The Raf/MEK/ERK signaling pathways are often aberrantly activated in cancer and the description of the mechanisms of Raf inhibitor resistance and therapies to target this are discussed in two comprehensive chapters. The need for, and application of, combination therapies designed to co-target multiple aspects of signaling pathways is presented with an emphasis on personalized medicine. B-Raf as a target for anti-cancer agents and novel therapeutic strategies are reviewed.

In one of several chapters that focuses on a tissue specific cancer, the role of β1 integrins and resistance to lung cancer is discussed. This chapter highlights the importance of the β1 integrin-extracellular matrix signaling in tumorigenesis and subsequent drug resistance. The authors describe ongoing efforts to target the β1 integrin as a potential breakthrough in the successful treatment of lung cancers. The aldo-keto reductase (AKR) genes as targets for chemoresistance in colon cancer are discussed in a separate chapter. Current literature focusing on expression profiles is reviewed and the accompanying figures of the important metabolic pathways are excellent.

Many anticancer agents induce Reactive Oxygen Species (ROS) that triggers apoptosis resulting in cancer cell death. A thorough chapter reviews the ROS molecular mechanism.

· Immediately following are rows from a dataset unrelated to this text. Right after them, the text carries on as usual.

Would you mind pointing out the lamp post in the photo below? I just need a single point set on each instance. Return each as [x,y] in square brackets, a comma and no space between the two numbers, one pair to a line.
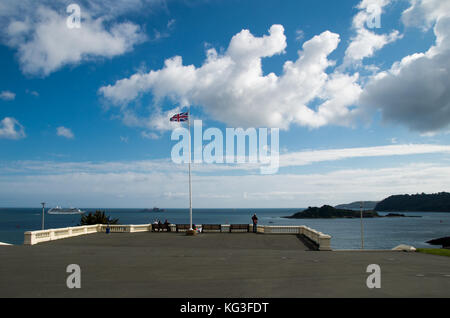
[43,212]
[362,226]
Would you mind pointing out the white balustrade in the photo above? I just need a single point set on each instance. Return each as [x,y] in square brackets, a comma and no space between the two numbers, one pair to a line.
[322,241]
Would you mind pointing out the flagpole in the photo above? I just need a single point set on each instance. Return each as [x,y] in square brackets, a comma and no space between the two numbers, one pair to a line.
[190,181]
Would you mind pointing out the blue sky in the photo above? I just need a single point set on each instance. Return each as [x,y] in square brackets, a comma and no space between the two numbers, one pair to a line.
[84,112]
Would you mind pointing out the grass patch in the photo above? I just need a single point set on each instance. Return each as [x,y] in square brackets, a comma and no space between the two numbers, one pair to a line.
[434,251]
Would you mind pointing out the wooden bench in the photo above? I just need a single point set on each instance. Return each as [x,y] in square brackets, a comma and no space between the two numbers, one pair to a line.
[239,228]
[211,228]
[184,227]
[160,228]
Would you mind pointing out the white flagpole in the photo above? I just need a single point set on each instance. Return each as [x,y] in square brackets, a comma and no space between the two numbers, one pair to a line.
[362,226]
[190,181]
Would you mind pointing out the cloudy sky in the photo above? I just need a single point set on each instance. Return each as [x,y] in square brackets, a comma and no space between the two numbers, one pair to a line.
[360,91]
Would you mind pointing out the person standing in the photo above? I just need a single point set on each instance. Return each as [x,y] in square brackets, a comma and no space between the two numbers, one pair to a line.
[255,222]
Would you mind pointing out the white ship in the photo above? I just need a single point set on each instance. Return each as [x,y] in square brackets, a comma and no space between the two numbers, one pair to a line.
[59,210]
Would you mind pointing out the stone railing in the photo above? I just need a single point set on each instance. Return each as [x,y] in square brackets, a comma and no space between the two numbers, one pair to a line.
[320,240]
[35,237]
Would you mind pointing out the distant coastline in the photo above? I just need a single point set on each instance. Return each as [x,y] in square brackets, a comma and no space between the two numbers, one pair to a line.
[436,202]
[329,212]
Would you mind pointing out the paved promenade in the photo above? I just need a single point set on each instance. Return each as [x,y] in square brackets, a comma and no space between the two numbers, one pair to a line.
[212,265]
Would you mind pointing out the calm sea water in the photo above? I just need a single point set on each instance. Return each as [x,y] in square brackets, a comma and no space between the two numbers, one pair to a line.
[380,233]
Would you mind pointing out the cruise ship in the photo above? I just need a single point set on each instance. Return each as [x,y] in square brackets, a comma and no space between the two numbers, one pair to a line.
[59,210]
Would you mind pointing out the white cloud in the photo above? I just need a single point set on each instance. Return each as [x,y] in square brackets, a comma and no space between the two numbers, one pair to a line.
[64,132]
[10,128]
[169,189]
[416,90]
[366,42]
[45,44]
[308,157]
[232,88]
[7,95]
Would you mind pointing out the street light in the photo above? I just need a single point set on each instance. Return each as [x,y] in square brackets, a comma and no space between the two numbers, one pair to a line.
[43,211]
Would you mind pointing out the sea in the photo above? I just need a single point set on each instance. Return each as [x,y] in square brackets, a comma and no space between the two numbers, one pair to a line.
[379,233]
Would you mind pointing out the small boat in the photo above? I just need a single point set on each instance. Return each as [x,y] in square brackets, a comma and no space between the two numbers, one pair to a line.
[59,210]
[155,209]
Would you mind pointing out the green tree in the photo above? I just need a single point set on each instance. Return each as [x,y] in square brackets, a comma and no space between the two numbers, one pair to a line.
[98,217]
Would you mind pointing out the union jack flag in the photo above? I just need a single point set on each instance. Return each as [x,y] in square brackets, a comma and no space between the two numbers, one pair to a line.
[180,117]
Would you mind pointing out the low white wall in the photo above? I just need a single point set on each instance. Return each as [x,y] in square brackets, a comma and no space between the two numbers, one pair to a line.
[323,241]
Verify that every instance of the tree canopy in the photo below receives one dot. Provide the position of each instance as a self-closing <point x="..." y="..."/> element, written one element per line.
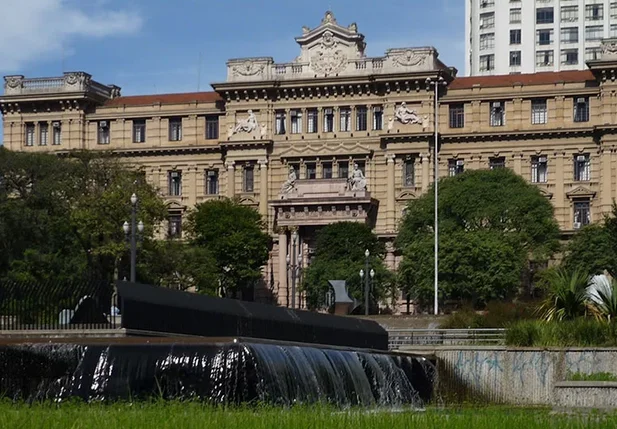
<point x="492" y="222"/>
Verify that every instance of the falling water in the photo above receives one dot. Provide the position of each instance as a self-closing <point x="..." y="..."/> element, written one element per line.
<point x="229" y="373"/>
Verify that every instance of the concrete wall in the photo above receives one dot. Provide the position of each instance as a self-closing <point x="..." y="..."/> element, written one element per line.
<point x="513" y="376"/>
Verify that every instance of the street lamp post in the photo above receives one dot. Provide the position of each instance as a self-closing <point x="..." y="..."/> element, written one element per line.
<point x="133" y="230"/>
<point x="436" y="84"/>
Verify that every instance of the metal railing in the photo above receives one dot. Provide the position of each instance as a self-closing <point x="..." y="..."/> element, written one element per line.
<point x="400" y="338"/>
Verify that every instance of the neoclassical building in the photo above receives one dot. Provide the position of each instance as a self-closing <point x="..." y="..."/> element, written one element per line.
<point x="335" y="135"/>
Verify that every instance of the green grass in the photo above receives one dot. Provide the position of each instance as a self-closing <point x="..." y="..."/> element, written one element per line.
<point x="193" y="415"/>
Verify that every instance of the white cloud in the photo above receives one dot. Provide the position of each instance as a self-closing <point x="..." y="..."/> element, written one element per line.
<point x="39" y="29"/>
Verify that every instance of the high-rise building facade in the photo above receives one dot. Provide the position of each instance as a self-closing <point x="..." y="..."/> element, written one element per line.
<point x="527" y="36"/>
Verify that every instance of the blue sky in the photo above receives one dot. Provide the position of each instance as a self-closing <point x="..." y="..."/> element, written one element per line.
<point x="154" y="46"/>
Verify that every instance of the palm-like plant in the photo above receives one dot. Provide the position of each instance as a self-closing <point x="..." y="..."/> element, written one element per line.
<point x="567" y="295"/>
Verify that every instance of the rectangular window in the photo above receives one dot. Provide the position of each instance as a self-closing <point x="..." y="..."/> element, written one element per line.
<point x="174" y="182"/>
<point x="538" y="112"/>
<point x="569" y="13"/>
<point x="515" y="37"/>
<point x="56" y="133"/>
<point x="377" y="118"/>
<point x="457" y="115"/>
<point x="328" y="120"/>
<point x="279" y="122"/>
<point x="582" y="168"/>
<point x="44" y="134"/>
<point x="296" y="121"/>
<point x="361" y="114"/>
<point x="515" y="16"/>
<point x="175" y="129"/>
<point x="539" y="169"/>
<point x="544" y="58"/>
<point x="498" y="114"/>
<point x="408" y="172"/>
<point x="515" y="58"/>
<point x="544" y="15"/>
<point x="30" y="130"/>
<point x="139" y="131"/>
<point x="569" y="35"/>
<point x="582" y="214"/>
<point x="248" y="179"/>
<point x="497" y="162"/>
<point x="594" y="12"/>
<point x="455" y="166"/>
<point x="103" y="132"/>
<point x="487" y="62"/>
<point x="311" y="118"/>
<point x="345" y="115"/>
<point x="212" y="182"/>
<point x="212" y="127"/>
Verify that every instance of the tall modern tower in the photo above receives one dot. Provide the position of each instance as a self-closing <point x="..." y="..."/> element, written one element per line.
<point x="527" y="36"/>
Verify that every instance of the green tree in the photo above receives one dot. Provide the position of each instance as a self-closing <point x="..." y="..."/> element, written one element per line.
<point x="491" y="224"/>
<point x="234" y="235"/>
<point x="339" y="255"/>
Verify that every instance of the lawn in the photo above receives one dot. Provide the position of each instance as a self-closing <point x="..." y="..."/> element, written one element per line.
<point x="193" y="415"/>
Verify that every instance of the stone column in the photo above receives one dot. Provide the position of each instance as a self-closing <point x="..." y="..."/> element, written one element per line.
<point x="231" y="179"/>
<point x="263" y="188"/>
<point x="390" y="206"/>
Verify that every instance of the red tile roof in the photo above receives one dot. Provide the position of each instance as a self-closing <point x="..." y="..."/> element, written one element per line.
<point x="144" y="100"/>
<point x="543" y="78"/>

The treatment approach to identify targets for elevating ROS levels as way of sensitizing drug-resistant cells is also discussed in detail. Well-written and referenced chapters that review the role of apoptosis, DNA repair and signal transduction pathways, TRAIL-apoptotic pathway, and cancer stem cells in resistance to cytotoxic drugs are also included in the book.

Overcoming cancer drug resistance has become a priority in the treatment of many types of cancer with drug-resistant cells becoming harder to kill even with the arrival of new cytotoxic drugs. The field is complicated due to the wide array of pathways and mechanisms involved. In conclusion, this well-organized book provides the reader with an excellent overview of the field of cancer drug resistance. The test is informative and comprehensive complemented by extensive references and helpful schema that make this book a valuable resource for students, those new to the field, and veteran investigators.

Conflict of Interest Statement

The author declares that the research was conducted in the absence of any commercial or financial relationships that could be construed as a potential conflict of interest.